August 26, 2019
Walking down Philadelphia’s streets — especially in the summertime when restaurants' outdoor seating is set up — can be tricky to navigate for pedestrians. But for those living with disabilities, it’s particularly difficult to travel on city sidewalks safely.
A class-action lawsuit filed against the city alleges Philadelphia "discriminates against residents and visitors with disabilities that affect their mobility by failing to make its sidewalks and pedestrian routes accessible to people who use wheelchairs or are blind."
The lawsuit was filed on Monday in the U.S. District Court for the Eastern District of Pennsylvania.
The suit claims Philly's sidewalks are "riddled with barriers" that make travel difficult and often dangerous for people with disabilities – especially those who use wheelchairs, motorized scooters or have visual impairments.
A lack of curb ramps – or insufficient and unsafe ramps – mark another issue for disabled people, the suit claims. It also identifies several other safety issues: Sloping and crumbling sidewalks and crosswalks, unsafe alternate routes during construction zones and snow piles that block sidewalk access.
Objects blocking the pedestrian paths, including parked cars, sandwich boards and outdoor furniture, are another problem, the suit claims.

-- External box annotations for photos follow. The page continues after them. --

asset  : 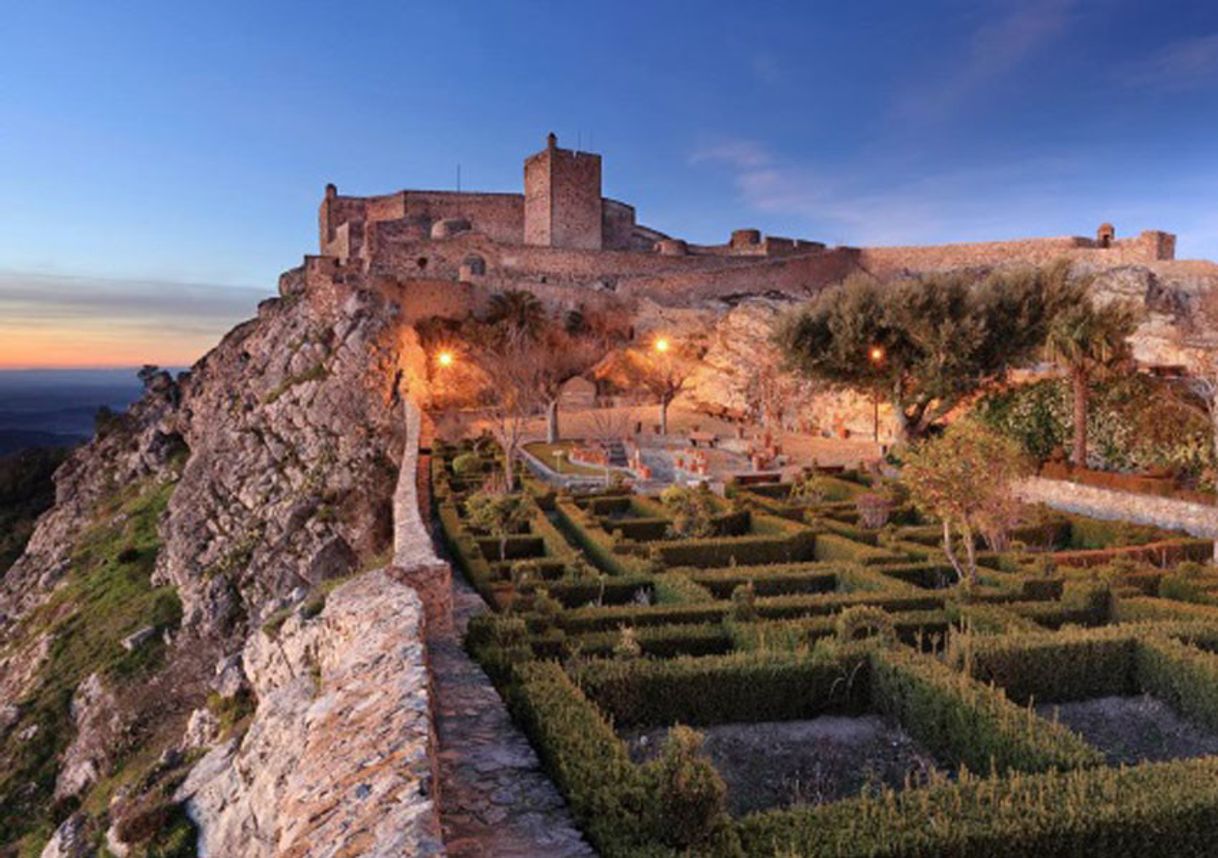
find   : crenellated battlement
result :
[308,134,1175,309]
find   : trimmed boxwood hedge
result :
[572,647,867,728]
[871,648,1104,773]
[737,757,1218,858]
[814,533,905,566]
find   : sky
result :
[0,0,1218,367]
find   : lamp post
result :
[867,345,884,444]
[652,336,672,435]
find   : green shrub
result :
[452,452,484,477]
[954,629,1138,703]
[1136,636,1218,730]
[643,724,728,849]
[833,605,896,645]
[572,648,867,726]
[871,647,1104,773]
[814,533,903,566]
[737,757,1218,858]
[508,662,652,858]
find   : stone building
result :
[308,134,1175,316]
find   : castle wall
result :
[859,230,1175,277]
[618,247,859,303]
[600,200,636,250]
[524,151,553,247]
[524,134,601,250]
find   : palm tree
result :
[1045,297,1138,468]
[485,289,549,339]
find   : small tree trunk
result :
[1071,371,1090,468]
[503,445,516,492]
[1206,385,1218,480]
[943,519,965,581]
[546,399,559,444]
[892,394,914,444]
[963,525,977,585]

The lawsuit calls on the city to ensure that all individuals with mobility disabilities can travel safely throughout the city by making all sidewalks fully accessible. It also seeks an evaluation of the city's entire sidewalk system and a schedule for remediating any travel barriers.
This is not the first time the city has faced legal action for inaccessible sidewalks for pedestrians. A 1993 case, Kinney vs. Yerusalim, found the city liable for its lack of accessible sidewalks.

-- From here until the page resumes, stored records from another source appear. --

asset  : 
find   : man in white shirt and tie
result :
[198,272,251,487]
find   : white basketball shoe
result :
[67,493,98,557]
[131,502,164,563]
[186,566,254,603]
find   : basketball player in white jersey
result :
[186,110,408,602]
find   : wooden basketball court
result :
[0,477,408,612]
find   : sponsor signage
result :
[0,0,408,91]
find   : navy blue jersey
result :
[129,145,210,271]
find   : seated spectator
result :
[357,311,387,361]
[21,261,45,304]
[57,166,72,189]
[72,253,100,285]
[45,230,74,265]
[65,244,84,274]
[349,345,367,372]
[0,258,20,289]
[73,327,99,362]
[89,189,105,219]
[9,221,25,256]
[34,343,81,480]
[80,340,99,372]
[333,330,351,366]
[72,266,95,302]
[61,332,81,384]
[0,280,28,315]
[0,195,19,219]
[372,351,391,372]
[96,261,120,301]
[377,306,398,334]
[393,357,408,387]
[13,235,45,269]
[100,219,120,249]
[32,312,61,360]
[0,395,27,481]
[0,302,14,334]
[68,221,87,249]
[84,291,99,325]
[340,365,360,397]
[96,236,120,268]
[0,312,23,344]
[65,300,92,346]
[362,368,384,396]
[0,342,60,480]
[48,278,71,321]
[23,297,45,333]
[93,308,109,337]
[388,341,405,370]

Attorney David Ferleger filed the current lawsuit on behalf of four Philadelphia residents with mobility disabilities and three nonprofit advocacy groups.
Liam Dougherty, a West Philadelphia resident and one of the plaintiffs, said his wheelchair has tipped over multiple times because of the city's sidewalk conditions.
"As a lifelong resident of Philadelphia, I find it particularly upsetting to see how Philadelphia disregards the needs of people with mobility disabilities like me," Dougherty said in a statement. "Philadelphia’s failure to create and maintain accessible paths of travel has made it difficult and, at times, impossible for me to go to work, school and church, and has prevented me from being able to fully experience life in Philadelphia with my family.”
Representatives from Mayor Jim Kenney's office explain that "the City has not been served with the complaint. Upon receipt, it will review and assess the allegations and the City’s defenses."